No me Ames, Domíname - Parte 2
Los dos días que siguieron a aquella noche en el estacionamiento habían sido una tormenta de emociones contradictorias para Isabella. Caminaba por los pasillos de la universidad con los puños apretados, los labios aún sensibles por el recuerdo de la mordida de José Manuel, y una rabia que no lograba sacudirse. Sus compañeros, acostumbrados a verla sonriente y coqueta, notaban el cambio: la mirada distante, las respuestas cortantes, la forma en que sus dedos tamborileaban contra el celular como si estuviera a punto de arrojarlo contra la pared.
Ese día había elegido un atuendo sencillo, casi como un acto de rebeldía contra sí misma. Jeans ajustados que acentuaban sus caderas, una blusa blanca semitransparente que dejaba entrever el contorno de su sostén negro, y sus tacones favoritos, esos que hacían eco en los pasillos y atraían miradas. Pero hoy, ni siquiera eso la hacía sentir en control.
Sentada en el último banco del aula, mientras el profesor hablaba de teorías que no lograban captar su atención, sacó el celular por décima vez en la última hora. El nombre de José Manuel Evans seguía ahí, en su lista de contactos, como una mancha que no podía ignorar.
"Basta", pensó, abriendo su perfil con dedos temblorosos. Iba a eliminarlo, a borrar cualquier rastro de ese viejo arrogante de su vida. Pero justo cuando su pulgar se cernía sobre la opción "eliminar contacto", un recuerdo la golpeó con la fuerza de un puño: el sabor a sangre en sus labios, la forma en que él la había besado, mordido, lastimado.
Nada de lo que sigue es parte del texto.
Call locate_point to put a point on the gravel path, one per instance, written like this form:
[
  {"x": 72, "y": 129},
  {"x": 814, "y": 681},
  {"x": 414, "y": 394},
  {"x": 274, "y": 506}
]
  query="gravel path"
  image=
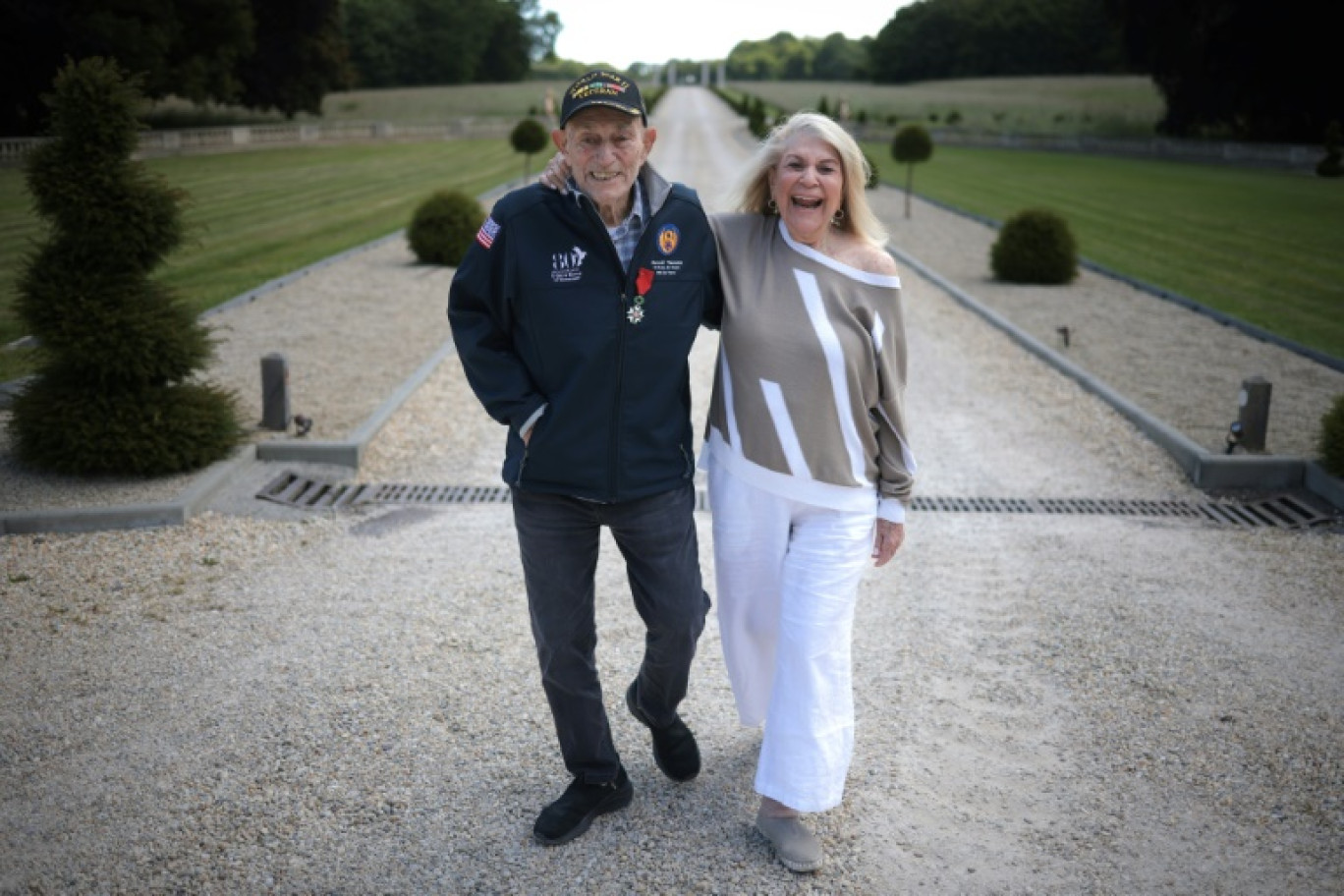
[{"x": 348, "y": 701}]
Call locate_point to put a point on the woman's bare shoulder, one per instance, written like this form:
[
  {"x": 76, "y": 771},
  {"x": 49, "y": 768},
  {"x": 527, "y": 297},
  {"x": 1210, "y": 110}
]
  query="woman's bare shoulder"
[{"x": 869, "y": 258}]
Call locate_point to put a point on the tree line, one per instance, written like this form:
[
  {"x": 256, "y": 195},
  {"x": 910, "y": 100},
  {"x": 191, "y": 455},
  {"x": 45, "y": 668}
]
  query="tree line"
[
  {"x": 938, "y": 39},
  {"x": 280, "y": 55},
  {"x": 1226, "y": 69},
  {"x": 788, "y": 58}
]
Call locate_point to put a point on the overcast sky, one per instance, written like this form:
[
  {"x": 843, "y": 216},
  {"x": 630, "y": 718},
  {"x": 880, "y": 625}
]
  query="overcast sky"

Y lo peor de todo: cómo su cuerpo había respondido, cómo el dolor se había mezclado con un placer tan intenso que ahora, en medio de la clase, sintió un escalofrío recorrerle la columna.
—Qué mierda me pasa —murmuró, tan bajo que solo ella pudo escucharlo.
Cerró los ojos por un segundo, respiró hondo, y antes de que pudiera pensarlo dos veces, sus dedos volaban sobre la pantalla, escribiendo un mensaje que ardía en su garganta como un insulto no dicho:
—Viejo de mierda, si tratas así a todas las mujeres, no la vas a poner nunca.
Lo envió. Y casi de inmediato, las pequeñas burbujas azules aparecieron. José Manuel había leído el mensaje. Pero no hubo respuesta. Solo el visto, frío y desafiante, como si sus palabras no valieran la pena de una réplica.
Del otro lado de la ciudad, en un departamento con las cortinas corridas y una botella de whisky medio vacía sobre la mesa, José Manuel sonrió. No era una sonrisa amable, ni siquiera una de esas sonrisas de victoria. Era algo más oscuro, más calculador. Como un depredador que sabe que su presa ya está atrapada, incluso si ella todavía no lo sabe.
Isabella salió de la universidad con paso rápido, como si pudiera escapar de sus propios pensamientos. El sol de la tarde caía sobre su pelo rubio, iluminándolo como una corona, pero su rostro estaba nublado por la confusión.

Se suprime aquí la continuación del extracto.